Design Doc | Notion

A. 🕋 Problem Statement

The use of LLM (Anthropic, OpenAI…) in production encounters for 2 giant issues: Cost and Latency. Traditional caching solutions (Redis, Memcached) works based on exact-match.

However, users often ask vocally different but intentionally similar questions (i.e. “Who’s CEO of Google” and “Google’s current CEO?”). Exact-match solutions fail to accomplish in this case, which results in the costly API calls (latency 2~5s, cost by token).

B. 🧰 Proposed Solution

🕊️ Strix: a high-performance Semantic Cache Proxy

The system converts query statements (user prompt) into vector embeddings in a procedure called vectorization, thus doing the similarity searching to find and return cached results.

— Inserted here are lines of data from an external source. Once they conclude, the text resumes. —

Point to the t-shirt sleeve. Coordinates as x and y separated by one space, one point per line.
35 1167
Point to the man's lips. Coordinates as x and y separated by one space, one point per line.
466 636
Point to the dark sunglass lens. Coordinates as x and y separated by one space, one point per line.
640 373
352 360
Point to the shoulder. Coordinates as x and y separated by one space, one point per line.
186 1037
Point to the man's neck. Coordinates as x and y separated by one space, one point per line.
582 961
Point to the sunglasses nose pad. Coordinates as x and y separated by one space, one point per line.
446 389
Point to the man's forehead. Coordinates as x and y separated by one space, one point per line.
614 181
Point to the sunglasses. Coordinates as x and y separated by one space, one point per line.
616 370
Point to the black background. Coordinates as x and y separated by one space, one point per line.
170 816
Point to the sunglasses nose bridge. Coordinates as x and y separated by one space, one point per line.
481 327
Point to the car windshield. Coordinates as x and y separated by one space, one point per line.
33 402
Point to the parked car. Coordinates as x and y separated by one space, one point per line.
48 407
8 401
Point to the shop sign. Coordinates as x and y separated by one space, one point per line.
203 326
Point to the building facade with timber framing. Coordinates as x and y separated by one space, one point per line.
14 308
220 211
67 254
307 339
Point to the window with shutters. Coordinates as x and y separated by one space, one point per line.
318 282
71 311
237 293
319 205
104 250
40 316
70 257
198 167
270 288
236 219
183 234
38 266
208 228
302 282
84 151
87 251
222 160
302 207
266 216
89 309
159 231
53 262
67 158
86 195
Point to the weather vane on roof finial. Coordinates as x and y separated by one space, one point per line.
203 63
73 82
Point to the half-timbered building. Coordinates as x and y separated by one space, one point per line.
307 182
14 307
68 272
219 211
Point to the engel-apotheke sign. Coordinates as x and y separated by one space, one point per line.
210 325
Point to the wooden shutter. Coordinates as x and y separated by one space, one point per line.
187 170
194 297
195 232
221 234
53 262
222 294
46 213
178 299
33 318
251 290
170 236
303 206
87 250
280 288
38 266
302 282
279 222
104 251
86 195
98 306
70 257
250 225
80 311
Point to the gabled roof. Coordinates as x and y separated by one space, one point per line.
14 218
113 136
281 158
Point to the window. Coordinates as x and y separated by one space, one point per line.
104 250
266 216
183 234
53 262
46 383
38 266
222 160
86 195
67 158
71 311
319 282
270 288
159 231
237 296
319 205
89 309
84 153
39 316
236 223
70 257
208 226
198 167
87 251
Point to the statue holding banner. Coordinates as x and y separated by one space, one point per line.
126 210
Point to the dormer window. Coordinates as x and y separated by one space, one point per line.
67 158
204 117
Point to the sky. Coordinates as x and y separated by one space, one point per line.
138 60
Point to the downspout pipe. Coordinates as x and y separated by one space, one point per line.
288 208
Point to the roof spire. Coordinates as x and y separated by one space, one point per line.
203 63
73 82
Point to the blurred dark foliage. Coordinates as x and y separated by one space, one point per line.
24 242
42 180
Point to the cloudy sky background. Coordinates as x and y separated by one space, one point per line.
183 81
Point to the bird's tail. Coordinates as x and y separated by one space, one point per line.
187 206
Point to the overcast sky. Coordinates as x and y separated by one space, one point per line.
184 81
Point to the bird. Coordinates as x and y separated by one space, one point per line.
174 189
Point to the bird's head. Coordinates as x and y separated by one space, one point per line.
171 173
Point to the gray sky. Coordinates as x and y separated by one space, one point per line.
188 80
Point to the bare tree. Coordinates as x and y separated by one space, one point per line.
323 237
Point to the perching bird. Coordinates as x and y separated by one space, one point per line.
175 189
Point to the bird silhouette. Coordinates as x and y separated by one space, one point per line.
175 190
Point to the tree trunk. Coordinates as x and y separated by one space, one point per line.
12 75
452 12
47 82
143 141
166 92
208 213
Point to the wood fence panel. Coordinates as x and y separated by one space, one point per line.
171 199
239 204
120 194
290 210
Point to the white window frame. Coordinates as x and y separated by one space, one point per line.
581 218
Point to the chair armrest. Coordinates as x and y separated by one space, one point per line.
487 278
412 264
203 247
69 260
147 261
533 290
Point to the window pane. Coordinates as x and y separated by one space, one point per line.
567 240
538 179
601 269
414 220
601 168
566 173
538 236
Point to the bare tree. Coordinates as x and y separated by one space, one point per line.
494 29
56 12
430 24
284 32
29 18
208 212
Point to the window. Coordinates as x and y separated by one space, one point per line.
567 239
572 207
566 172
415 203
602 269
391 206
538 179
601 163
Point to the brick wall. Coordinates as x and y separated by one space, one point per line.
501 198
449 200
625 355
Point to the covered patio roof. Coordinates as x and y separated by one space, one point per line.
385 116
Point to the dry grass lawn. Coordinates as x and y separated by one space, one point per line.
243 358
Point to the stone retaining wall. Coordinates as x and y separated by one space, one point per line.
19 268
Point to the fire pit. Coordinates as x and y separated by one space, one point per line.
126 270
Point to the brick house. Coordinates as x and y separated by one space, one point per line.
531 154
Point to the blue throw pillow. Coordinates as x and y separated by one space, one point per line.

C. ♨️ Non-functional Requirements

Hardware: Single node, 4 vCPU and 8GB RAM.
Latency: < 50ms total.
Throughput: Minimal 1,000 QPS.
Memory: Hard limit for RAM usage, no OOM.

D. ⚡ Functional Requirements

Proxying: Block user requests sending to LLM Providers.
Vectorization (on premise): Embed an inference model to convert text into vector right at Proxy (local inference).
Semantic Search: Similarity vector search in memory with configurable threshold. For example, Cosine Similarity > 0.9.
Cache Management: Mechanisms for storage and cache eviction when the memory is full.

E. ⛩️ High-level Architecture

HTTP Gateway - Layer 7 (Golang): Handles HTTP connection pool, parse JSON, manage request lifecycle and timeout.

IPC Contract (gRPC): Defines the Protobuf contract for payload communication through Unix Domain Socket (UDS).